FRANKFURT (Reuters) - Deutsche Bank’s (DBKGn.DE) new chief executive faces the same strategic problem that has long preoccupied its top management - whether or not to override the rainmakers and big earners at its powerful investment bank to shrink that business.
Christian Sewing’s appointment as chief executive on Sunday and the abrupt departure of his predecessor John Cryan holds out the prospect of radical change at Germany’s flagship lender, which has been slower than rivals to reform after the financial crash.
Sewing expects to complete an initial review of Deutsche’s investment bank within weeks, according to a person with knowledge of the matter, but any overhaul he launches is likely to take much longer.

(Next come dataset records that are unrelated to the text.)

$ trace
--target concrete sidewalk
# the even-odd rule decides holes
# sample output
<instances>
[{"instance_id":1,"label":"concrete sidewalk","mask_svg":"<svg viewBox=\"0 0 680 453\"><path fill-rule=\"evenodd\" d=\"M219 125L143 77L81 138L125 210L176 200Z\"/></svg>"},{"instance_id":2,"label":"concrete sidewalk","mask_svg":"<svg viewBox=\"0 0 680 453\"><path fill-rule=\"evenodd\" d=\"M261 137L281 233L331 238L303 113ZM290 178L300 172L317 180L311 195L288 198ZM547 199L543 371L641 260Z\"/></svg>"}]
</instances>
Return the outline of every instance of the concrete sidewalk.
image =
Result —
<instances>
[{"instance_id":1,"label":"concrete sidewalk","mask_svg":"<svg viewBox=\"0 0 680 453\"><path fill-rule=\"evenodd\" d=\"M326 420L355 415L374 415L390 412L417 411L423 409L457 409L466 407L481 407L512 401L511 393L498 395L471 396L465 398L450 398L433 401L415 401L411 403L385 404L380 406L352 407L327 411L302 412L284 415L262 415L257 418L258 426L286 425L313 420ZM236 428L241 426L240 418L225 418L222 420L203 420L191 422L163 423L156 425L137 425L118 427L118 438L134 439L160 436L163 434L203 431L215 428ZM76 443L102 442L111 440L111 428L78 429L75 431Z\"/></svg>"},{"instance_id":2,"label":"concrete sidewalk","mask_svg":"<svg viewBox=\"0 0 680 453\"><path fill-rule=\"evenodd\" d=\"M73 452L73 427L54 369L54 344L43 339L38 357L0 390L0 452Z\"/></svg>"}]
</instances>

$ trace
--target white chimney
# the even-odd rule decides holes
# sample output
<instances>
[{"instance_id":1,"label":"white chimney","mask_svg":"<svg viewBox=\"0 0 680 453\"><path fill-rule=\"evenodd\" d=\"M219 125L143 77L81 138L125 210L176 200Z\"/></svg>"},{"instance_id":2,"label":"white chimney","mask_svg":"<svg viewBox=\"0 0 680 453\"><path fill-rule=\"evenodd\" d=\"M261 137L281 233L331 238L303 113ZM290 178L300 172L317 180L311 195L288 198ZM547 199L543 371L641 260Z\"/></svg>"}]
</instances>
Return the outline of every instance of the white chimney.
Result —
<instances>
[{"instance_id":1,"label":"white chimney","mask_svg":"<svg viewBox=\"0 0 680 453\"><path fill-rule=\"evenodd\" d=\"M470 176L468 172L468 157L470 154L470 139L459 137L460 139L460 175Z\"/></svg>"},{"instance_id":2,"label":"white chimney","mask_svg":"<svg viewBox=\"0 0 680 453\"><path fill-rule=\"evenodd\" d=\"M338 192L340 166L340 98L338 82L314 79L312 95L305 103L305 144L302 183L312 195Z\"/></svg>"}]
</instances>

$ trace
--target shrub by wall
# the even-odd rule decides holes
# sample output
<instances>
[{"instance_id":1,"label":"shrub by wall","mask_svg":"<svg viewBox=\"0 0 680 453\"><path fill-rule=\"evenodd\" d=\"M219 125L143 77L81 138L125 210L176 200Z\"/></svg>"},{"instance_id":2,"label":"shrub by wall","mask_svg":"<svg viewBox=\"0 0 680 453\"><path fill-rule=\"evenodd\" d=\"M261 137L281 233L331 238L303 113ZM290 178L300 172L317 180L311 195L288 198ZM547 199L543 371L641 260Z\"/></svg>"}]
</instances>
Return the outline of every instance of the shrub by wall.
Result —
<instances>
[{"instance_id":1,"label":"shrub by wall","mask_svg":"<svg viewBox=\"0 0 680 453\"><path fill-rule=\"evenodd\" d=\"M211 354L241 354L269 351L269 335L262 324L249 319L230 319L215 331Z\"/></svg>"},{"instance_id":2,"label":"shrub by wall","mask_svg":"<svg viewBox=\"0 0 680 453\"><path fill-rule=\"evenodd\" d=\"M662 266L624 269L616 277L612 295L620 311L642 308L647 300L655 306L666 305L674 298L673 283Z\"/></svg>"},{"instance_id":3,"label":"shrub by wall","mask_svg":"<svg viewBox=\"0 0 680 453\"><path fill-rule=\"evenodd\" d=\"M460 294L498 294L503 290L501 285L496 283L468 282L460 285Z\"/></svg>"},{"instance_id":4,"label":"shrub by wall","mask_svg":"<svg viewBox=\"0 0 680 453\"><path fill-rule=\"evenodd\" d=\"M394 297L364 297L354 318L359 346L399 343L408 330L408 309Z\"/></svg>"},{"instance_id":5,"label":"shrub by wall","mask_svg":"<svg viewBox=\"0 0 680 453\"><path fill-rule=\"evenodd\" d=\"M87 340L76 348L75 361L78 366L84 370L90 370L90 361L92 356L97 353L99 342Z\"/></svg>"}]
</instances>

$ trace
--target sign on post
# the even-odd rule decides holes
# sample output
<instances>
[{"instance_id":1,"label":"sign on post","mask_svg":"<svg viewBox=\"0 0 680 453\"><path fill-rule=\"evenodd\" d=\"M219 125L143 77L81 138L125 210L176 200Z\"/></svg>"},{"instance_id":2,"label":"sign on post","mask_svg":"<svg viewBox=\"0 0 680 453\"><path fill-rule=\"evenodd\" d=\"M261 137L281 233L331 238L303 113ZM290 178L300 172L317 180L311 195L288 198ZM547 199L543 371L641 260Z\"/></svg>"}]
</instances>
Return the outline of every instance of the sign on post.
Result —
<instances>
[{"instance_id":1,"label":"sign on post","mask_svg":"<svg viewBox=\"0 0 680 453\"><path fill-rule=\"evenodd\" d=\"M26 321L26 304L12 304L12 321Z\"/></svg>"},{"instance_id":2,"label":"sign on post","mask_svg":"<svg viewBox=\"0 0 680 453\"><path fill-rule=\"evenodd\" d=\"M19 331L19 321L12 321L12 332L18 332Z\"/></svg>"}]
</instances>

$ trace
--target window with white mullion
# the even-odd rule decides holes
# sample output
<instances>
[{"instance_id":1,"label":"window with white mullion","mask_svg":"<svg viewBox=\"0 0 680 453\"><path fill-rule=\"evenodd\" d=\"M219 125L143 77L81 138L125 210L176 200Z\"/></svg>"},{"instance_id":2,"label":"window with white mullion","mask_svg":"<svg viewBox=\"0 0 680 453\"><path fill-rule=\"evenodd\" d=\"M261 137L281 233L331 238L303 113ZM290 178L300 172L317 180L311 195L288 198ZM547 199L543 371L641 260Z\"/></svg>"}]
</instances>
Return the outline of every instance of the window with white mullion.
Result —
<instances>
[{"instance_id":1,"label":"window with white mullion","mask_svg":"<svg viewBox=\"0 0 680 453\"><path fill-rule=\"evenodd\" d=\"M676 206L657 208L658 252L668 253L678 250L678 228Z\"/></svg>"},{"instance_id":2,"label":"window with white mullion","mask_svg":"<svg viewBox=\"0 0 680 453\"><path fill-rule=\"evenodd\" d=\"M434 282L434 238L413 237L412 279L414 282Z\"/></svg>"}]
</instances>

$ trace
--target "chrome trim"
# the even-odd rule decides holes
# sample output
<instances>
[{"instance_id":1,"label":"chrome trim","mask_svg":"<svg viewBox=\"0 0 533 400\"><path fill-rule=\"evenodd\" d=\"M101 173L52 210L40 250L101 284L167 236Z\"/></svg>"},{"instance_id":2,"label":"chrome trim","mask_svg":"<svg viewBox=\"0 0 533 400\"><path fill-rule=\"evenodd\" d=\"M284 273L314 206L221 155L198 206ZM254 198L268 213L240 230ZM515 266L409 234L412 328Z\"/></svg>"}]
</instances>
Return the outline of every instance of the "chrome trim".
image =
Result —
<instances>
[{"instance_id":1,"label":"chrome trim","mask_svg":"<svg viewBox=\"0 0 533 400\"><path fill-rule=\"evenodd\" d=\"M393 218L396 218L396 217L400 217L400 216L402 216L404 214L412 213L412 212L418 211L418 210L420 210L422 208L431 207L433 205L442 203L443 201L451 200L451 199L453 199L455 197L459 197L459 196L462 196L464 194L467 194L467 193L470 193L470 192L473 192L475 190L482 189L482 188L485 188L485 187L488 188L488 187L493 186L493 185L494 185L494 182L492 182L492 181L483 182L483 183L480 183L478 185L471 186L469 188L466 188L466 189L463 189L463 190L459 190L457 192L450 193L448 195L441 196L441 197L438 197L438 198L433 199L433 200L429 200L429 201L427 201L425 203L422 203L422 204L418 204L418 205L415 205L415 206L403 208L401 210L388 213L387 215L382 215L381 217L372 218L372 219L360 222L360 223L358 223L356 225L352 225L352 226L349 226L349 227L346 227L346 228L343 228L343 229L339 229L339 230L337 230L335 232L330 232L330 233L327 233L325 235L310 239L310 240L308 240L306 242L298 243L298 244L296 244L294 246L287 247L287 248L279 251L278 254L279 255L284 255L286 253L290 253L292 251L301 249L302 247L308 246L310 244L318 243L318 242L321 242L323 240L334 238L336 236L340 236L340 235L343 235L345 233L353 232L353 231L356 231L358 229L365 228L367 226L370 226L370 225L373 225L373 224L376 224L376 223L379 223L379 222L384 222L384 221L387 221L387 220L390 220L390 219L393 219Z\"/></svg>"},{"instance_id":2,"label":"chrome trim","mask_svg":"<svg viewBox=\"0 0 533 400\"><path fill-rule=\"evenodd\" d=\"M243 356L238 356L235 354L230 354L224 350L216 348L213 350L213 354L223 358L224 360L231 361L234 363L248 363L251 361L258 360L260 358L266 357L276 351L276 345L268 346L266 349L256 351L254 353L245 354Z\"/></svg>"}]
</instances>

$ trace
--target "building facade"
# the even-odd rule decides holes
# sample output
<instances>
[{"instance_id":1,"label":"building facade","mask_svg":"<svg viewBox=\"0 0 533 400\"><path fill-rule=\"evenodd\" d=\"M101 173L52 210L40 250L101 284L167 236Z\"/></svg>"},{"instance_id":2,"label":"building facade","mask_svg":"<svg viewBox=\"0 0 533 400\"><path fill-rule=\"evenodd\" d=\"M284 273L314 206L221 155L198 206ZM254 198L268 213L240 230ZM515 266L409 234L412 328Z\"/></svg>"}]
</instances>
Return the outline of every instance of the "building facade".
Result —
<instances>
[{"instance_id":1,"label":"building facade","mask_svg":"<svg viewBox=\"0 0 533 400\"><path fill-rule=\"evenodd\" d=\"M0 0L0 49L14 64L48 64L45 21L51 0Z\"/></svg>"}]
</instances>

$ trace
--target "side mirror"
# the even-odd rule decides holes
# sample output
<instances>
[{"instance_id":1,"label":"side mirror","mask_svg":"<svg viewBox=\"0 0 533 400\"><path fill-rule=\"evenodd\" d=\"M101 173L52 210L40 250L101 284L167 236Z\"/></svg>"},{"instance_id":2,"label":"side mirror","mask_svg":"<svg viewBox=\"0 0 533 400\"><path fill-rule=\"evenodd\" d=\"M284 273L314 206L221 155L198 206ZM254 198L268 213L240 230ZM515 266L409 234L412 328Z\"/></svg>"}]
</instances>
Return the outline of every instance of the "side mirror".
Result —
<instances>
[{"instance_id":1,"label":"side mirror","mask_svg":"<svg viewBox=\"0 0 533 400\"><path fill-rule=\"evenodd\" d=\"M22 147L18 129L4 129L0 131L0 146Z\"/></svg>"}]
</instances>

“They’ve had to come around and painfully admit their investment banking baby is quite ugly,” said Octavio Marenzi, CEO of consultancy Opimas. “That’s an emotional issue for them.”
The debate over the investment bank’s future heated up over the past two weeks as Deutsche Bank Chairman Paul Achleitner intensified a search for a CEO to replace Cryan, the Briton he had installed less than three years ago to clean up the bank.
Deutsche is already in the middle of a global review of the investment bank, known internally as Project Colombo, to determine the way forward as revenues shrink and clients and staff leave.
The appointment of Sewing - with a background in retail banking, auditing and risk - along with the resignation of one of Deutsche’s top investment bankers, Marcus Schenck, suggests a shift away from the investment bank, analysts and investors say.
The 47-year-old CEO warned staff on Monday of tough decisions ahead. “The time pressure is on and the expectations are high from all sides,” Sewing wrote in a letter to staff.
But it will be hard to reverse the investment bank’s drive to compete with Wall Street that dates back to the 1990s. Employees say it resulted in the creation of fiefdoms and rivalries that proved difficult for any CEO to control.
The investment bank debate is tricky for Sewing because he is not an investment banker. He joined Deutsche out of school at age 19 at a branch in Bielefeld in north-west of Germany. He was crowned CEO in a hastily arranged board call late on Sunday.
The bank’s major shareholders and top managers are also divided over how to proceed, with some favoring further investment in investment banking and others retrenchment.
Some analysts have said that even modest exits from specific business areas could erode revenues at the investment bank, which generates just over half the group’s total.
The future of the investment bank is just one of many problems for Sewing, the third head of the bank in six years. He also has to tackle high costs, heavy losses and stiff competition in Germany’s crowded banking market.
Peter Nerby, who analyses Deutsche for credit rating agency Moody’s, pointed to tough competition among numerous international banks, asking “whether there’s enough food for everyone”.
That view was echoed elsewhere. Hendrik Leber, a fund manager with Acatis, said Deutsche should focus on German companies overseas: “Without the investment bank, Deutsche Bank would be much more reliable and profitable.”
JPMorgan analysts said in a research note that Deutsche Bank should shrink its U.S. investment banking business to create shareholder value.
Schenck, the investment bank co-head, had wanted to expand it, but Achleitner, in an interview with the the Frankfurter Allgemeine Zeitung on Monday said: “The bank didn’t currently support that effort.”
Sewing has hinted he is open to a smaller investment bank in his staff memo on Monday, saying “we’ll have to further adapt our revenue, cost and capital structure”.
Some in Germany would welcome a return to Deutche Bank’s roots - it was founded during the Industrial Revolution to finance German firms’ expansion overseas.
“He has a huge task ahead of him that has big significance for Germany and our export orientated industry,” Carsten Schneider, a prominent lawmaker from Germany’s governing Social Democrats, told Reuters.